Juazeiro do Norte. No ano passado, devido ao longo
período de estiagem que assolou o Nordeste brasileiro, o Governo
Federal, por meio da Secretaria Nacional de Proteção e Defesa Civil,
reconheceu a situação de emergência em diversos municípios cearenses em
virtude dos efeitos da seca. No próximo dia 12 de abril, o prazo de
vigência que é de 180 dias, chega ao fim para 104 cidades do Estado.
De acordo com o Ministério da Integração Nacional, caso o município
ainda apresente ocorrência anormal provocada por desastre natural, após o
fim da vigência do decreto, o reconhecimento federal pode ser novamente
solicitado.
Para solicitar os recursos, entretanto, é necessário um plano detalhado
indicando qual é a necessidade para o repasse de verbas que é feito por
meio do Cartão de Pagamento de Defesa Civil. O novo pedido será
analisado pela equipe da Secretaria Nacional de Proteção e Defesa Civil
(Sedec).
Número baixo
Este ano, 26 cidades tiveram situação de emergência decretado no Ceará.
O número corresponde a cerca de 14% do total de municípios cearenses.
Deste total, sete terão vigência até 12 de julho de 2017 e 19 terão
prazo expirado em 18 de junho deste ano. O número é considerado baixo,
em comparação ao ano anterior devido a boa ocorrência das chuvas dos
últimos dois meses. De acordo com a Fundação Cearense de Meteorologia
(Funceme), fevereiro teve o maior acumulado de chuva dos últimos sete
anos. Já março, embora ainda não tenha chegado ao fim, registrou o maior
volume em oito anos.
No mês que inicia a quadra chuvosa, o órgão registrou 157,5 milímetros
de chuva, volume que representa quase o triplo do observado no mesmo
período de 2016, quando as precipitações chegaram a 53,2 mm. . Segundo a
Funceme, em 2009, último ano em que a média foi superada, o Estado teve
207,9 mm durante todo o mês de março.
Mecanismo
A situação de emergência cria um mecanismo jurídico diferenciado para
ações de assistência, como atendimento com carros-pipa e montagem de
adutoras de engate rápido. Com a situação reconhecida, as cidades
afetadas contam com linhas emergenciais de crédito para amenizar os
impactos econômicas nas áreas atingidas pelo período de estiagem, com a
renegociação de dívidas agrícolas e expansão dos programas como o
Garantia-Safra, Operação Carro-Pipa e Bolsa-Estiagem.

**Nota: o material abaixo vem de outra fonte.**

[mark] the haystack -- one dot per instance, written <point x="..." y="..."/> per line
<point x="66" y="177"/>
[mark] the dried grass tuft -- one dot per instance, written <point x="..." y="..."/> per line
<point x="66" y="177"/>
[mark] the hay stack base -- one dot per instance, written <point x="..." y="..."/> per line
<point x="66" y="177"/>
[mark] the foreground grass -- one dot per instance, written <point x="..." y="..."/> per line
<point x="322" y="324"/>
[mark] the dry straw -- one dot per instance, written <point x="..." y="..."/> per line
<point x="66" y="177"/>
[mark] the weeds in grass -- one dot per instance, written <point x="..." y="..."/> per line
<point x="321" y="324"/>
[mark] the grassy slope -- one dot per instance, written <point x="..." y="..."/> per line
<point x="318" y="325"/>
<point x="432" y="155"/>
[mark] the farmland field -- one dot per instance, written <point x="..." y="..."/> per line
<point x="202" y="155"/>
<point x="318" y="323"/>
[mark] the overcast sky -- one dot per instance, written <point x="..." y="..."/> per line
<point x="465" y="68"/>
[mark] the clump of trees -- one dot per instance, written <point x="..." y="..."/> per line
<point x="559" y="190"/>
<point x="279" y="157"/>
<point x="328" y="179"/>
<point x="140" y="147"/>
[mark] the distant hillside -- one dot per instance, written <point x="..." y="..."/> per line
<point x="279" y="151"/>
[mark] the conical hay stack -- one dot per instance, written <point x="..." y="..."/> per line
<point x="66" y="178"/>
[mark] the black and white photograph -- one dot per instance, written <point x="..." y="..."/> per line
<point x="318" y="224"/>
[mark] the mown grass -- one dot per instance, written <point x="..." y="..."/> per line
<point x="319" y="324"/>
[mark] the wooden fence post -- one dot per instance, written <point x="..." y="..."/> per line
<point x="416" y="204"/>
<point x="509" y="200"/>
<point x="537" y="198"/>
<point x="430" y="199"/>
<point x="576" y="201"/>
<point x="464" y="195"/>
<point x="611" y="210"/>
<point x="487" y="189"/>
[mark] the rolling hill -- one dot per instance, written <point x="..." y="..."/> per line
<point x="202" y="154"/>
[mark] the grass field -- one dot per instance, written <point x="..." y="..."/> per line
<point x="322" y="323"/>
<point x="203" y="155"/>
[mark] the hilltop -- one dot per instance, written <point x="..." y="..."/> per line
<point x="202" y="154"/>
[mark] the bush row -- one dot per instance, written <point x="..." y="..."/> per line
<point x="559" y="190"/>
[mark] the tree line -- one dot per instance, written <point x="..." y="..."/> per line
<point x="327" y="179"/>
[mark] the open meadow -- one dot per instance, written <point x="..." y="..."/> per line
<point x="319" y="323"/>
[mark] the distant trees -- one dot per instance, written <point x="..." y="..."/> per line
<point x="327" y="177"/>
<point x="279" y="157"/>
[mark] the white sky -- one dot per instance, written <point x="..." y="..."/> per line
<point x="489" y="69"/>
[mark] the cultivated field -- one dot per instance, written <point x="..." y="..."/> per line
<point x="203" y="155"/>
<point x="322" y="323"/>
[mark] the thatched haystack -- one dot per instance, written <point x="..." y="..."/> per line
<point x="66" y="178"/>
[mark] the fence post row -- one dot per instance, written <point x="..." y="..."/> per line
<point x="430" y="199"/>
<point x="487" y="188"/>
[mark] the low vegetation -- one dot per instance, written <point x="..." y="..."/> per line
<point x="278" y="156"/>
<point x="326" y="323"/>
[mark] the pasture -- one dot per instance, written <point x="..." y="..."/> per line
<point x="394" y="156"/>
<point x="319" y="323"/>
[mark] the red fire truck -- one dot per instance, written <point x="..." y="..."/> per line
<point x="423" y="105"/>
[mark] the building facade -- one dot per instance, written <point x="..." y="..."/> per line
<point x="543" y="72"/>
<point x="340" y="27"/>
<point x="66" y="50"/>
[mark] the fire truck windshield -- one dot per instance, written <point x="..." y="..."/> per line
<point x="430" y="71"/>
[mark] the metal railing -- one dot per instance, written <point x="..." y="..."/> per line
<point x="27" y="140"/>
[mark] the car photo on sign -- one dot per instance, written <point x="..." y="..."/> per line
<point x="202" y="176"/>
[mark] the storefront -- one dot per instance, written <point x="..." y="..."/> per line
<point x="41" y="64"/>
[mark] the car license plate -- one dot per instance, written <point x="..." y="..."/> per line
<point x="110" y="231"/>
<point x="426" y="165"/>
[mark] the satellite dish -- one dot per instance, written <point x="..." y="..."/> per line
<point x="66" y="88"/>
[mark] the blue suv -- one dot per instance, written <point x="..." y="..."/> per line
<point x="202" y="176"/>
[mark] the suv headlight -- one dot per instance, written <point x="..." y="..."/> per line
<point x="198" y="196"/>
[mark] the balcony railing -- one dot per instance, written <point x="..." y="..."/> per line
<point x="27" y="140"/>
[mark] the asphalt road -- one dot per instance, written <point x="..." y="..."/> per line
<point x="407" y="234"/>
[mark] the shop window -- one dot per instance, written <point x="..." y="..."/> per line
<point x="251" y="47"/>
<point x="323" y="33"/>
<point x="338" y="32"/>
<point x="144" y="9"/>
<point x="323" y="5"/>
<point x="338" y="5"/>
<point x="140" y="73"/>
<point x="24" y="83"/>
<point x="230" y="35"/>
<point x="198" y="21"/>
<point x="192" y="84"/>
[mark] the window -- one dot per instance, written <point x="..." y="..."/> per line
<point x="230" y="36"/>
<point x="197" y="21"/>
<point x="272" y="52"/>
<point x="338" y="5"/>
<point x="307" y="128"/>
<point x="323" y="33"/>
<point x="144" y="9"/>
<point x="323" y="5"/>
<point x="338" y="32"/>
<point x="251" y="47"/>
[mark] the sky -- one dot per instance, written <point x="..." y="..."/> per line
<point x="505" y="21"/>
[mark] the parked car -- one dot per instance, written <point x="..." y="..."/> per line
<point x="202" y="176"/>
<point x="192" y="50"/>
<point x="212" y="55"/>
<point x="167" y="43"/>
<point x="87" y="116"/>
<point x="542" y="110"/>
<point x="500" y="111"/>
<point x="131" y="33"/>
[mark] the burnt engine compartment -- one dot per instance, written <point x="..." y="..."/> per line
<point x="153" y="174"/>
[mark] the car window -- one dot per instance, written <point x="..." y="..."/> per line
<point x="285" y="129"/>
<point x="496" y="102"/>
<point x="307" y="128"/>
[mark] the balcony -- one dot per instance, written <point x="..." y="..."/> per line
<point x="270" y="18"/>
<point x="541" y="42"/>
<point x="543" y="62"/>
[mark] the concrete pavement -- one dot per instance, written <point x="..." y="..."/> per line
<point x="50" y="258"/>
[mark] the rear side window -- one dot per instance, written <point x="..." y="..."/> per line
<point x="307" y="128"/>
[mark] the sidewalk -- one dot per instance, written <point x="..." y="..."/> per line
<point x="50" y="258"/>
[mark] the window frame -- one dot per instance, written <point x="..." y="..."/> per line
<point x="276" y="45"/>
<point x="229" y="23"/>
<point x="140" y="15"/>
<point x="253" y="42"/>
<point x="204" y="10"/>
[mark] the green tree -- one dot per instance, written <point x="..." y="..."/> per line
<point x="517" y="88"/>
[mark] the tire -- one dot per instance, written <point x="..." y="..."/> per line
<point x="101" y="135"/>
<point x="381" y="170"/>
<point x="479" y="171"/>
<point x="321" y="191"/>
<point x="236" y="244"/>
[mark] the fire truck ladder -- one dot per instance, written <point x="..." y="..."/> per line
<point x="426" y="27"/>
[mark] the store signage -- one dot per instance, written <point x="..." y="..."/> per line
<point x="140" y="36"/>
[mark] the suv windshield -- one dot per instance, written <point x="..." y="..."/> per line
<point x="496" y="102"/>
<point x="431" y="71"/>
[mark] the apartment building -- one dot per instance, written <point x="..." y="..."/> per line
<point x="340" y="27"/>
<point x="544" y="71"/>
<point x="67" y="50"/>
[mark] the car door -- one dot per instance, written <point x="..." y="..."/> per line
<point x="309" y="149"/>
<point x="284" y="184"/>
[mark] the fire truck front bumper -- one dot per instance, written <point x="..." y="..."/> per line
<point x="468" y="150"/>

Além disso, permite que as Prefeituras solicitem o apoio do Governo
Federal para o restabelecimento imediato dos serviços essenciais, como o
abastecimento de água. Segundo a Coordenadoria Estadual de Defesa Civil
(Cedec), a maior parte dos municípios cearenses em situação de
emergência é atendida atualmente pela Operação Carro-Pipa executada pelo
Exército Brasileiro, cujo atendimento abrange as zonas rurais.
Áreas urbanas
Desde o segundo semestre do ano passado, ao contrário do que ocorria
normalmente em períodos de estiagens, muitas áreas urbanas das cidades
do Interior passaram também a receber socorro hídrico dos carros-pipas.
Esse foi um dos principais reflexos dos cinco anos seguidos de seca,
período que foi interrompido até aqui pela atual quadra invernosa.